La pazza Brexit di Boris Johnson

Di Antinea Pasta – Se questa calda estate della politica italiana può esserci sembrata caotica basta dare uno sguardo oltremanica per rendersi conto che anche il Regno Unito sembra essersi cacciato in un cul de sac, con il parlamento inglese che blocca il premier Boris Johnson all’affannosa ricerca di una Brexit entro il 31 ottobre, con o senza accordo.

Proviamo a ricostruire i fatti delle ultime settimane fino all’ultimo schiaffo di una settimana fa per Johnson, l’ultimo di una lunga serie iniziata poco prima della controversa chiusura del Parlamento per 5 settimane.

Era fine agosto quando il primo ministro, con una mossa particolarmente ardita, chiedeva alla regina la sospensione del Parlamento per ridurre al minimo la possibilità dei deputati di bloccare un’uscita dall’Unione Europea senza un accordo. La sospensione del Parlamento è una prerogativa del primo ministro a cui i parlamentari non possono opporsi ma solitamente non dura più di qualche giorno. Johnson ha chiesto una lunga sospensione dal 10 settembre al 14 ottobre, quando si terrà il discorso della regina.

Dal quel momento in poi, la situazione si è ulteriormente complicata: i deputati non l’hanno presa affatto bene e sono corsi ai ripari chiedendo la calendarizzazione urgente della proposta di legge del deputato laburista Hillary Benn, che obbliga il Governo a chiedere alla UE un’ulteriore proroga della Brexit fino al 31 gennaio 2020, nel caso in cui entro il 31 ottobre non sia stato ancora trovato un accordo definitivo per la fuoriuscita del Regno Unito.

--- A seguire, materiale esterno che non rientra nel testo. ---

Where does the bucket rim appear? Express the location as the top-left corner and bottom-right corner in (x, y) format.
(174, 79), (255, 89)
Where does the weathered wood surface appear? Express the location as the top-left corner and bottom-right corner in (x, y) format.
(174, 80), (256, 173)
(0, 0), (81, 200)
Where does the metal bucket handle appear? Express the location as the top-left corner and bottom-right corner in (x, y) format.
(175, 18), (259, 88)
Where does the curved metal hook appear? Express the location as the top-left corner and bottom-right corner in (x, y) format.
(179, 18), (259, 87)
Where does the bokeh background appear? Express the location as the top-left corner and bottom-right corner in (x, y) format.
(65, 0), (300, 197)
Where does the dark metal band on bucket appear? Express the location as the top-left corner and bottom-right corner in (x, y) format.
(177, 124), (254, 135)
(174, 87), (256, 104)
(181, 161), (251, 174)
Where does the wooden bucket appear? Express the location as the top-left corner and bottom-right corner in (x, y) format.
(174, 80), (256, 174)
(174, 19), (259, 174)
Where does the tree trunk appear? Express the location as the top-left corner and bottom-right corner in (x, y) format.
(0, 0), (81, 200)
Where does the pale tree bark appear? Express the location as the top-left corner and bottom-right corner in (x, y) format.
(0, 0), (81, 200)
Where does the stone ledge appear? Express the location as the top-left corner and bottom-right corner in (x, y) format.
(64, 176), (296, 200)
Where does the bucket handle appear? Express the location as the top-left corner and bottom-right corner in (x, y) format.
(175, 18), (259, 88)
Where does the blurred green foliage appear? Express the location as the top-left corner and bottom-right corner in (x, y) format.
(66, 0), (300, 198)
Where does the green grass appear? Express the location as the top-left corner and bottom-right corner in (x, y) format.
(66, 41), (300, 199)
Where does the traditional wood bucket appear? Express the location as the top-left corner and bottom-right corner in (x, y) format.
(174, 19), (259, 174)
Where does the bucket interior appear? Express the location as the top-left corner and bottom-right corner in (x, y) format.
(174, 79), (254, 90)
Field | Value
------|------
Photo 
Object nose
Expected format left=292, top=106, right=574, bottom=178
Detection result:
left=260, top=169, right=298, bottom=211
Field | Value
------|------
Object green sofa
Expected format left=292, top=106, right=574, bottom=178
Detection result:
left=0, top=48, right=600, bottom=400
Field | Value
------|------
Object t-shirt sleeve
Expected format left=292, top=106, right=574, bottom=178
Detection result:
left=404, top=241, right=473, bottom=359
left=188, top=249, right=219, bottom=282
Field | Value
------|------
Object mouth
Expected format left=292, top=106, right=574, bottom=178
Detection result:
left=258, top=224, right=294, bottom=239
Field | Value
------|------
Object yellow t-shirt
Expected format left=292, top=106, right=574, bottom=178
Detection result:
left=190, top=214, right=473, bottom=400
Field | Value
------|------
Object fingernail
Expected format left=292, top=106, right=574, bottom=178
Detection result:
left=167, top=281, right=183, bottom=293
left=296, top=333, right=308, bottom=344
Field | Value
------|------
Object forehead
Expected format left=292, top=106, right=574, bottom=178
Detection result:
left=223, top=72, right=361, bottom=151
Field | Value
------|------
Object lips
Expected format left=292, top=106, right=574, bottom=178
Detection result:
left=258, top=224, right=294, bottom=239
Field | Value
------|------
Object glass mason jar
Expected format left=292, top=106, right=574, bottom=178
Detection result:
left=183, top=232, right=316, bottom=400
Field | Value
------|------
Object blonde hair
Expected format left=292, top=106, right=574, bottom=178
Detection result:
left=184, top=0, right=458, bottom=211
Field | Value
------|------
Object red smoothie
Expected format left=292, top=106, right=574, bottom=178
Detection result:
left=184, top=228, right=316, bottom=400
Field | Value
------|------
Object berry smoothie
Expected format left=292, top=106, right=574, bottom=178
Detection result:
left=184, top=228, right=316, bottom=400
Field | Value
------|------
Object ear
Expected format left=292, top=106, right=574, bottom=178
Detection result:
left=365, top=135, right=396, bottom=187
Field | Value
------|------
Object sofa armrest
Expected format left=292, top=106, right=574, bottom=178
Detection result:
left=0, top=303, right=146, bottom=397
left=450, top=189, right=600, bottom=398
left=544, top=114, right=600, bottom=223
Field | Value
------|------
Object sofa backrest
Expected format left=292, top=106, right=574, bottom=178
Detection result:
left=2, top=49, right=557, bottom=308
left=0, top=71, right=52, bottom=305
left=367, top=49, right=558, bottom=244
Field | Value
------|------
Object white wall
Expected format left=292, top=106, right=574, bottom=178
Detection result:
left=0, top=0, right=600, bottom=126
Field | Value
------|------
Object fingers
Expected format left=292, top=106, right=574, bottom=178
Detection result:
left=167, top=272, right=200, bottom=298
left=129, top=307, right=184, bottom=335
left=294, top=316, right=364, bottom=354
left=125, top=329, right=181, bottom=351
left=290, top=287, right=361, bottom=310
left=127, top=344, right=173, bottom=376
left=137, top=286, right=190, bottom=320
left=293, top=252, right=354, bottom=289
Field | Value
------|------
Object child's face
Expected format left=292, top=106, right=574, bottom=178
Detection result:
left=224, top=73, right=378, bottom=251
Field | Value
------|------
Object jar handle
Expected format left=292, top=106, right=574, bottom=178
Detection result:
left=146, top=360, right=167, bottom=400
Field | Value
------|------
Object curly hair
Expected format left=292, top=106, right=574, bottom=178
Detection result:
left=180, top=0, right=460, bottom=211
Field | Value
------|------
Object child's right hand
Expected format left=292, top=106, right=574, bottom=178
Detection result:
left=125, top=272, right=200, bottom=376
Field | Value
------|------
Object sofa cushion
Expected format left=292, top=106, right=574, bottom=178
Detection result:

Il 4 settembre il primo ministro, dopo essere passato in minoranza nel parlamento di Westminster, ha subito anche il voto della Camera dei Comuni contro il no deal sostenuto dalle opposizioni e da un gruppo di ribelli Tory, subito espulsi dal partito: 327 i deputati favorevoli, contrari 299. 

Ma la brutta giornata di Johnson non si è ancora conclusa: in serata, Johnson ha presentato una mozione per chiedere lo scioglimento della Camera e lo svolgimento di elezioni anticipate il 15 ottobre. Come era prevedibile, non è passata. Per essere approvata l’interpellanza avrebbe avuto bisogno della maggioranza dei due terzi e al momento, a seguito delle divisioni interne ai Tory, il governo non ha più nemmeno la maggioranza semplice.

Boris Johnson

Il 6 settembre l’Alta Corte si pronuncia sulla sospensione del Parlamento voluta dal premier britannico: è legale. La camera dei Lord approva la legge contro il no deal e arriva anche il suggello della firma della regina Elisabetta.

Ma la soap britannica sulla Brexit continua a riservare sorprese. L’ormai popolare John Bercow, speaker della Camera dei Comuni, ha annunciato l’intenzione di rinunciare all’incarico in caso di elezioni anticipate e comunque di dimettersi al più tardi il 31 ottobre e ha messo in guardia Downing Street affermando di essere pronto ad autorizzare quella che ha definito una “ulteriore creatività procedurale” pur di evitare una Brexit senza accordo con Bruxelles.

L’Alta Corte della Scozia ha decretato come illegale la sospensione del Parlamento britannico da lui decisa in queste settimane e lo ha accusato di aver mentito alla regina nel suo ‘advice‘ per ottenere il consenso (il Royal Assent) sul provvedimento: accuse decisamente respinte dal premier Tory. Ora – ha aggiunto il primo ministro – «dovrà essere la Corte Suprema (del Regno) a decidere».

A mettere altra benzina sul fuoco anche l’ex primo ministro David Cameron: «su Brexit ho fallito» ha ammesso e ha attaccato Johnson e il suo alleato Michael Gove, i quali prima del referendum non si erano mai espressi per l’uscita dall’Unione Europea. L’accusa di Cameron è che i due abbiano poi approfittato dell’esito del referendum per un calcolo politico dopo aver «picconato il governo di cui facevano parte, a tutti gli effetti».

In questo clima incandescente Boris Johnson continua a perdere pezzi e resta sotto attacco su più fronti ma guadagna consenso elettorale in un paese stanco delle tensioni provocate dalla Brexit e lacerato dai contrasti politici. Insomma, c’è da scommettere che i colpi di scena di questa tormentata fase del regno Unito non siano ancora finiti.